Während die Voyager 1 und 2 unser Planetensystem längst verlassen haben, tritt Voyager IV gerade ein. Die künstlerische Formation aus renommierten Musikern um den international bekannten Bonner Pianisten und Keyboarder Markus Schinkel sowie den Sänger und Songwriter Johannes Kuchta, hat sich 2018 zusammengetan für eine freie Neubearbeitung der „Bilder einer Ausstellung“ des russischen Komponisten Modest Mussorgsky aus dem Jahr 1874.

Mussorgsky widmete seine Komposition seinem Freund, dem kurz zuvor früh verstorbenen Maler Victor Hartmann. Der Klavierzyklus beschreibt die Bilder seiner Ausstellung. Er ist die erste und vielleicht beste Programmmusik. „Es sind einfach tolle und zeitlose Kompositionen“, sagt Markus Schinkel „wunderbar geeignet für eigene Interpretationen“ Schinkel, der inzwischen unter anderem alle neun Beethoven-Symphonien in Jazz-Stücke transformiert hat, muss es wissen.

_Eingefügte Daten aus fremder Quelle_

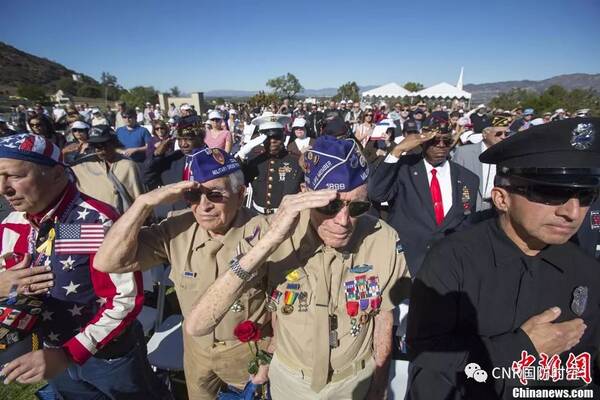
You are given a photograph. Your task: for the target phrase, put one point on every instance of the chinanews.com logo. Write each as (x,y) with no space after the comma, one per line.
(548,369)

Die „Pictures“ von Voyager IV sind allerdings keine jazzige Version der Mussorgsky-Vorlage, sondern eine ganz eigene Weiterentwicklung und Erweiterung des Ausgangsmaterials zu einer Mischung aus Jazz, Klassik und Progressive Rock, die auch Inspiration findet in der Version der Pictures at an Exhibition von Emerson, Lake & Palmer von 1971. Progressive Rock beschrieb Keith Emerson, der das Genre mit-gestaltet hat, als „Musik, die fortschreitet. Pop-Songs bestehen aus Wiederholung, Riffs und Einfachheit. Progressive Musik nimmt ein Riff, kehrt sein Inneres nach außen, stellt es auf den Kopf, spielt dann wieder andersherum und erkundet so sein Potenzial.“

Das geschieht in Perfektion in den instru-mentalen „Bildern“ wie der Promenade. Die virtuosen Musiker lassen die von Schinkel komplex komponierten und arrangierten Stücke leuchten, großes Können und explodierende Spielfreude treffen hier aufeinander. Wunderbar, das filigrane Eingangsstück Promenade und ungleich wilder Gnomus, das diabolisch und zugleich funky klingt. Hier zeigt sich das ganze Können der versierten Künstler, auch Baba Yaga klingt fast schon unspielbar. Die spacigen Klänge geben dem ganzen Album eine überirdische, manchmal fast jenseitige Stimmung.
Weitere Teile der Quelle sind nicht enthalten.